The show will release new episodes weekly, with 26 total episodes in its first NPR season. It will collaborate with other NPR programs like Code Switch, Alt.Latino, Embedded and Latino USA, with Radio Ambulante reporters appearing on those programs and the flagship newsmagazines when their stories intersect with coverage. Radio Ambulante’s deep connections in Latin America also give its reporters access to areas where NPR lacks correspondents.
As an example of what that collaboration will look like, NPR spokesperson Isabel Lara pointed to an upcoming episode featuring NPR Code Switch reporter Adrian Florido reflecting on his coverage of the Orlando Pulse nightclub shooting.
Launched in 2012 with a Kickstarter campaign, Radio Ambulante has been an independent production for most of its run. In the show’s early years, Alarcón worked out of San Francisco’s KALW studios; he’s now based in New York, with co-workers scattered in Ohio, Puerto Rico, London, Mexico City and Bogotá, Colombia. In 2013, the show partnered with Public Radio International with a grant from PRI’s New Voices Fund and produced English-language stories for PRI’s The World. That partnership lasted a year, and the show reverted back to independence.
Alarcón and his producers have long described the program as “This American Life in Spanish.” In 2014 the show was awarded the Gabriel García Márquez Prize for Innovation in Journalism.
According to Alarcón, analytics and surveys have shown that a third of Radio Ambulante’s listeners live in Latin America, a third are Latinos living in the U.S., and the rest are non-Latinos in the U.S. “It’s a really interesting three-legged stool,” Alarcón said, noting that he sees all three groups as primed to expand.
NPR has no plans to offer Radio Ambulante to member stations as a broadcast show. The program has aired on terrestrial radio throughout the Americas, but it ended those efforts in preparation for exclusive distribution by NPR. Alarcón said terrestrial radio is no longer as high a priority for the program as it once was.
“We tried really hard with the radio stations, but there were a bunch of things that were problematic,” he said, citing radio’s relative lack of listener metrics as a hurdle. “It was like shouting into a cave.
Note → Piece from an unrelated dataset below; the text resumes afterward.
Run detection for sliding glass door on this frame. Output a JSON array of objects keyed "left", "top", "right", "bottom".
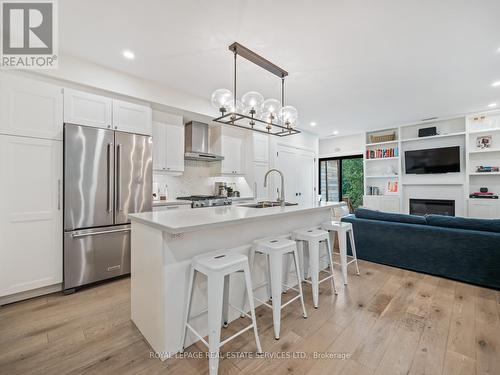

We didn’t really know what was coming back.”
One of the goals of the show is to bring more Latino listeners to NPR.
“It’s a bit of a radical move on NPR’s part, I think, to invest in a Spanish-language podcast in the United States,” Alarcón said. “But the value of a project like ours is tied into the mission of NPR. Public radio, that word ‘public’ — they don’t cease to be the public just because they speak another language. They’re still part of the American conversation.”
Correction: An earlier headline on this article misstated that Radio Ambulante is NPR’s first Spanish-language program. It is the network’s first Spanish-language podcast.